Because actual data from planet Earth paints a cataclysmic picture. The latest report from the California Department of Developmental Services, for example, indicates its autism caseload (which is limited to developmental disability-level autism) has grown 4,000% from 1989 to 2020: from about 3,000 cases to about 126,000 (2), an eye-popping number far exceeding prior increases (3, 4). Heck, in my County of Santa Clara alone, DDS-eligible autism has soared from 147 cases in 1990 (5) to 4,505 today (2). These California data compare apples to apples, relying as they do on objective measures of mental and adaptive functioning. Though some small amount may relate to diagnostic shifts (4), eligibility criteria narrowed in 2003 and have not broadened to encompass milder cases.
And of course, the U.S. Centers for Disease Control has famously found steady increases in childhood prevalence, from 1 in 150 in 2000 to 1 in 54 in 2016 (6, 7), including an unprecedented 3% rate among New Jersey children (7, 8). A study in Atlanta found ID and CP rates fairly stable from 1996–2010, but ASD average annual prevalence increased 9.3% per year. The prevalence of ASD both with and without co-occurring ID increased (9), a trend widely seen in the literature (for example 6, 7, 11).
Outside the U.S., we’ve seen similar trends.
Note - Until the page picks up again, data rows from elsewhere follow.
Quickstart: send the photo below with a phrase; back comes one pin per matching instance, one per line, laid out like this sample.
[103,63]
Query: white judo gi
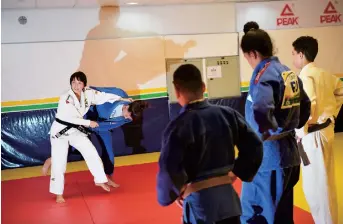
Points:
[72,111]
[326,94]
In three regions of Canada, the estimated average annual percent increases in prevalence among children 2–14 years of age ranged from 9.7% to 14.6%. “[W]e cannot rule out the possibility of a true increase in incidence,” said the researchers (10). The prevalence of ASD in Western Australia was seen to increase by 11.9% per year, from 8 cases per 10,000 births in 1983 to 46 cases per 10,000 births in 1999. A rise in all types of ASD was seen and a “true increase in ASD cannot be ruled out,” said the authors (11).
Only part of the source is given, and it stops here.